2-1-1: Tips to stay warm this winter
With chilly nights already arriving, the Coalition to Keep Michigan Warm is working to make sure Michiganians know where they can get help with their utility bills this winter.
If you think you’ll need help, the first place to start is by calling your utility provider. Many providers such as Consumers Energy and DTE have payment plans and programs that can help if you fall behind.
If you’re already behind on your energy bill, two other programs are in place to help you pay off your past-due balance: the Michigan Energy Assistance Program (MEAP) and the Michigan Department of Human Services’ (MDHS) State Emergency Relief program.
You can apply for assistance if your income is at or below 150 percent of the poverty level ($35,775 for a family of four). MEAP starts accepting applications on Oct. 1 and is available year round. Thirteen organizations administer the program in different parts of the state. You can find more information about MEAP at www.michigan.gov/energygrants.
DHS’s State Emergency Relief program starts Nov. 1 and runs through May 31 each year, with applications being accepted starting Nov. 1. You can apply online at www.mibridges.michigan.gov. Numerous community organizations and agencies are trained to help you complete the online application for emergency relief.
It’s not too early to start taking steps to keep your heating bills from getting out of hand. For example, if you heat your home with propane, consider filling up as soon as possible to get the best prices — they tend to go up as the weather gets colder. Many utility providers also have programs to help make homes more energy efficient, enabling you to lower your energy bills.
State law protects senior citizen customers of many utility providers from having their heat disconnected between Nov. 1 and March 31, but it’s important to pay what you can and get assistance when needed to avoid larger bills later on. You can find out more by contacting your utility provider.

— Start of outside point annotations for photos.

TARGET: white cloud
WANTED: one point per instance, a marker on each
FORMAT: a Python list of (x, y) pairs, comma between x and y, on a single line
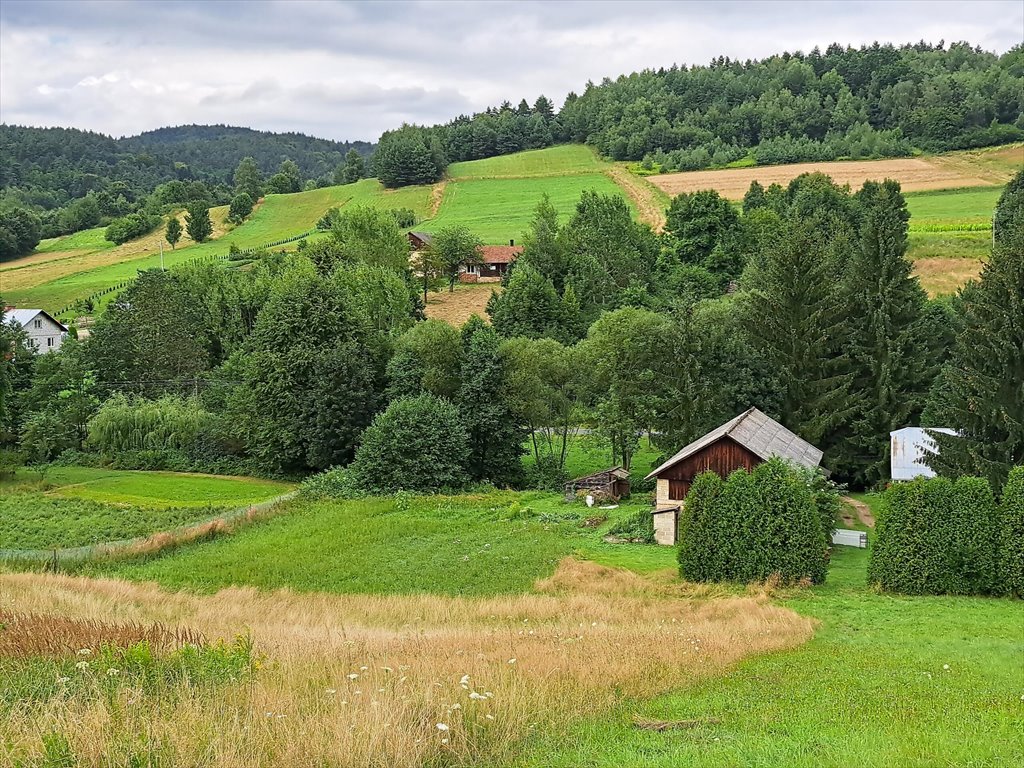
[(353, 70)]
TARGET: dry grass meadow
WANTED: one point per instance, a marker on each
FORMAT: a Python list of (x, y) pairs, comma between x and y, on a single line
[(390, 680), (914, 174)]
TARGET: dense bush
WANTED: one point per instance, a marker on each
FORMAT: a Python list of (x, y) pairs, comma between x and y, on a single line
[(417, 443), (131, 226), (1012, 535), (752, 526), (938, 537)]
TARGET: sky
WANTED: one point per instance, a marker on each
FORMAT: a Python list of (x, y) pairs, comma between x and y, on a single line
[(349, 71)]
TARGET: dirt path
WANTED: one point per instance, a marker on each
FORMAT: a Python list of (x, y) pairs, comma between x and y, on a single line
[(862, 510), (642, 194)]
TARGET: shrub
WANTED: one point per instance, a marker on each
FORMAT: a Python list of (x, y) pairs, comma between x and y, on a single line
[(936, 537), (752, 526), (1012, 535), (417, 443)]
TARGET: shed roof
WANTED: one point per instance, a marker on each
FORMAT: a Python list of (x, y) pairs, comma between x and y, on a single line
[(760, 434), (25, 316), (500, 254)]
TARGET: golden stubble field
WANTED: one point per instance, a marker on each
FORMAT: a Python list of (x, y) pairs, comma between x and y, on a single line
[(980, 168), (395, 680)]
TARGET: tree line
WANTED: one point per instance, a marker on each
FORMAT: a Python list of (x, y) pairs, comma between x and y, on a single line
[(872, 101), (803, 304)]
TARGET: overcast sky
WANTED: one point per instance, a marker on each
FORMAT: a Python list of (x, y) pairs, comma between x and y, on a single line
[(348, 71)]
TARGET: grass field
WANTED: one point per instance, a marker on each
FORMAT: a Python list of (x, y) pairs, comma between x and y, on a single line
[(58, 278), (76, 506)]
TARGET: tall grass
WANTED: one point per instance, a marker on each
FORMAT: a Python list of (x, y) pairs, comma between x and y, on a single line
[(391, 680)]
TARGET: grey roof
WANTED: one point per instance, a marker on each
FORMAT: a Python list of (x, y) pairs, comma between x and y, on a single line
[(25, 316), (759, 434)]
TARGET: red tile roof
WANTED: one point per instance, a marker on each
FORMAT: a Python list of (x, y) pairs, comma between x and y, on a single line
[(500, 254)]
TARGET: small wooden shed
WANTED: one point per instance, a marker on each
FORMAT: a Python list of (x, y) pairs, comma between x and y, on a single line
[(742, 442), (611, 483)]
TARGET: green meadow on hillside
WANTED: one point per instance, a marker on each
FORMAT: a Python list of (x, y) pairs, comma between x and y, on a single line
[(76, 506)]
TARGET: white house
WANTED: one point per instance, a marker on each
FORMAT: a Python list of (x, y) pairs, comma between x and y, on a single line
[(908, 446), (44, 333)]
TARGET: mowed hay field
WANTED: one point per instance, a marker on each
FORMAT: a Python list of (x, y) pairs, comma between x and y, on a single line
[(956, 170), (396, 680), (56, 278)]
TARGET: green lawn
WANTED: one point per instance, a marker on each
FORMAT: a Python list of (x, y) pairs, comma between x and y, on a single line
[(81, 505), (952, 210), (555, 161), (281, 216), (501, 209), (886, 681)]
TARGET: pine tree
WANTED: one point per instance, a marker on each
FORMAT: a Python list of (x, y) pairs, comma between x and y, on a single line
[(797, 318), (173, 232), (886, 336), (198, 222), (496, 438), (980, 392)]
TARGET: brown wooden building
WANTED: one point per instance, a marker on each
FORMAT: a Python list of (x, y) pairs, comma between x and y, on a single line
[(742, 442)]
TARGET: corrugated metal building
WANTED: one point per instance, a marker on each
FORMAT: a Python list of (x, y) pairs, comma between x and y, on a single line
[(907, 449)]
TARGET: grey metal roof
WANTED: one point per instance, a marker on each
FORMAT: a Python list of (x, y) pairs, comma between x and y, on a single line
[(758, 433), (25, 316)]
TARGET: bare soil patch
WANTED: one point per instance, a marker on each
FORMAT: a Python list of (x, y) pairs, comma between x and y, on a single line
[(458, 306), (914, 174)]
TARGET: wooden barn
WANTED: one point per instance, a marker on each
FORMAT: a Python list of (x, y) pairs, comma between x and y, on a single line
[(742, 442), (611, 483)]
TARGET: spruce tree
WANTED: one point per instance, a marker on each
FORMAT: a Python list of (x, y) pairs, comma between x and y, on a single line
[(496, 437), (797, 318), (886, 337), (980, 392)]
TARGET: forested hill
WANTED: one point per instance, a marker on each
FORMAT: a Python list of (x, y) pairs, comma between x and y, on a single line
[(215, 151), (873, 101), (44, 168)]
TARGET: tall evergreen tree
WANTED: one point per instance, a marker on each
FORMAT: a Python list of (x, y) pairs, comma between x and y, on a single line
[(980, 392), (886, 337), (496, 436), (796, 316)]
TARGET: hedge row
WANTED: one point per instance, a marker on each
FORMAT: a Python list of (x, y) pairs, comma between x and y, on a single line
[(752, 526), (937, 537)]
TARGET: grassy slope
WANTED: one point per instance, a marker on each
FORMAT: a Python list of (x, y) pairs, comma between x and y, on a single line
[(83, 505), (279, 217), (870, 689), (496, 198)]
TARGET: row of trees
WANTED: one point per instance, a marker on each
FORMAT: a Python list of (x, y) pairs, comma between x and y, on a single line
[(872, 101), (804, 306)]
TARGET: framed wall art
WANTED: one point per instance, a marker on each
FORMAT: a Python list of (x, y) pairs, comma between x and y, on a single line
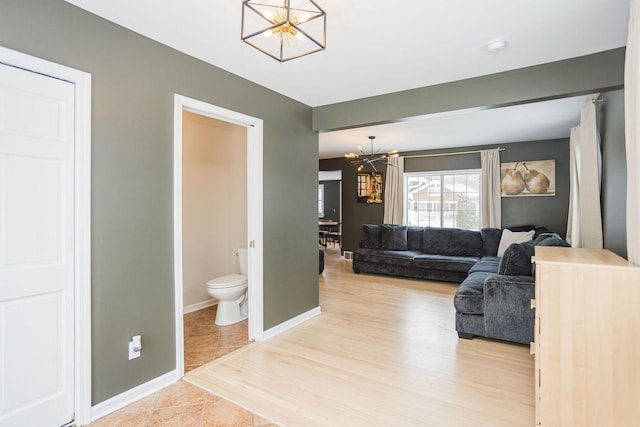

A great place to find out more about energy assistance programs is by calling Michigan 2-1-1. Michigan 2-1-1 is a free, confidential service that connects you with local community-based organizations across the state offering thousands of different programs and services for people seeking answers. Last year more than half a million Michigan residents dialed 2-1-1 to get health and human service information and referrals.
Plan ahead and make sure you have the support you need to get by this winter.
Call 2-1-1 today to explore your options.
Shaun Taft is chair of the Coalition to Keep Michigan Warm.